Antonius Northern, a 36-year-old activist, said he felt more animosity toward the municipal government as whole than with Buttigieg as a person. But he implored the mayor, who is gay, to approach issues of racial inequality “with the same fervor” he uses when talking about LGBTQ+ rights.
Buttigieg, for his part, has expressed concern about his municipality’s relationship with people of color, saying earlier this month that “we have innumerable moments in which racial injustice came at the hands of those trusted with being instruments of justice.” Buttigieg’s office and a spokesman for his presidential campaign did not immediately return phone calls from NBC News requesting comment on Tuesday.
He acknowledged Sunday that his administration had fallen short when it came to recruiting more minority officers to the police department and introducing body cameras across the city. The prosecutors investigating said that the shooting was not recorded by O’Neill’s body camera.
The mayor also said he would write the U.S. Department of Justice Civil Rights Division to request a federal probe of the shooting and that he wanted an independent investigator appointed. On Monday, St. Joseph County Prosecutor Kenneth Cotter filed a petition asking a judge to appoint a special prosecutor to investigate the June 16 incident. Bonds, 52, Logan’s brother said he was pleased that a special prosecutor had been requested.
“He’s going to get the truth,” Bonds said. “That’s what we want. Wherever [the truth] goes. The truth is going to come out.”
Logan’s family gathered for lunch on Tuesday afternoon at the Sunrise Cafe. Leh’Tika McMorris, Logan’s sister, remembered her brother as a well-liked and reliable man who would be dearly missed by his children.
McMorris, who lives in Texas and works with the homeless population there, said her family was dismayed to discover graffiti vandalism at a vigil near the parking lot where her brother was shot. The graffiti said “GOOD SHOOT.”
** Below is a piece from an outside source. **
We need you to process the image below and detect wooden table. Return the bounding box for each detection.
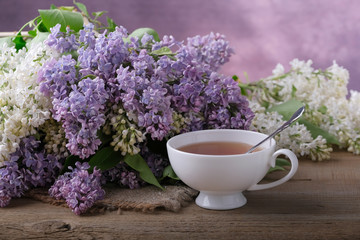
[0,152,360,240]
As for the ambitious politician known here and throughout much of the country as “Mayor Pete,” McMorris said her family does not blame him for the social and political circumstances that she believes led to her brother’s death, saying the mayor “came into a corrupt system.”
In a statement, South Bend Police Department spokesman Ken Garcia said in part: “We believe that the overall quality of life for all residents will improve through the deterrence of criminal activity and an understanding of the diversity of cultures within this community. We also work to build and sustain community-police relationships to advance a culture of trust and inclusion.”